Un peón que, pese al cansancio de una rutina diaria exigente, saca tiempo para escribir algo parecido a una tonalidad de voz en la que habitar el refugio de sí mismo e intentar volcar su fatiga en palabras conciliadoras, casi a media voz: “Todo es posible. En efecto, el hombre no solo precisa de herramientas para encontrar las palabras, sino asimismo de lápices de colores con los que insuflar su aliento a lo que escribe. Y de ese mico que es nuestra mirada”. Se le ve trabajando de cerca y de lejos, en la calle o al borde de la carretera, atento a la pala y a la piqueta. Reconocemos su silueta y vamos descubriendo cómo al final de la jornada las palabras le esperan para constatar que la vida de cualquiera puede narrarse como un catálogo de mudanzas y azares. El silencio del obrero queda patente y dispuesto, nos dice. El tiempo fluye de igual modo para cada obrero. Y cada obrero transita por él a su manera.

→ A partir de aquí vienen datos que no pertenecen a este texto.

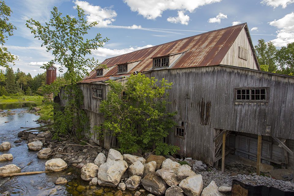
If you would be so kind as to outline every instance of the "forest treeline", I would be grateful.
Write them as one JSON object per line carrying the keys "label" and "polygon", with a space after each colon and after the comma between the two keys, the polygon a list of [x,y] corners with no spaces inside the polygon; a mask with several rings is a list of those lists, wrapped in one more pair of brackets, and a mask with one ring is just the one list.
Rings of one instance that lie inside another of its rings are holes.
{"label": "forest treeline", "polygon": [[14,72],[9,67],[0,76],[0,96],[43,95],[42,87],[46,81],[46,72],[33,77],[19,68]]}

Thierry Metz, poeta autodidacta trajinó toda su vida como temporero agrícola, jornalero y albañil. Se mataba a trabajar y, durante los periodos de desempleo, escribía poemas. Era su pasión. En Diario de un peón, relata, mediante un lenguaje conciso y detallista, la crudeza del oficio que desempeñaba como peón del gremio de la construcción, sin sentir rubor ni vergüenza por ello, y mucho menos animadversión. Tampoco lo idealiza, sino que recurre a entenderlo y considerarlo como reflejo y copia de la vida misma, mostrando sus entresijos y estados de ánimo, a través de un sentir poético y primigenio que busca que la realidad se manifieste con otro sentido. Es consciente y no se olvida de la ingratitud y dureza del trabajo, del cansancio de las manos: “Lo que define al peón está inscrito en lo que señala. Un curro alimenticio, dicen”.
Conforme vamos leyendo, nos damos cuenta de que lo que da aliento al relato proviene de un alma poética vívida, la misma que converge con la vida prosaica de buscarse el sustento. Al leer estas páginas nos percatamos de que cada detalle descrito, cada impresión, cada gesto tiene que ver con volcar la vida a la literatura, lo que implica tocar tierra. Los días se suceden, los compañeros del tajo van y vienen, el capataz da instrucciones y los alrededores conforman un escenario vivo susceptible de resonancias a través de la observación y la evidencia. Es la escritura para él un arma poderosa para zafarse de la soledad, de la rutina y de lo prosaico: “Da igual dónde esté. Ahí está la obra. Siempre. Está lo que no espera, la piedra, el pájaro, el hombre. El arco iris de todo ello. El dolmen”.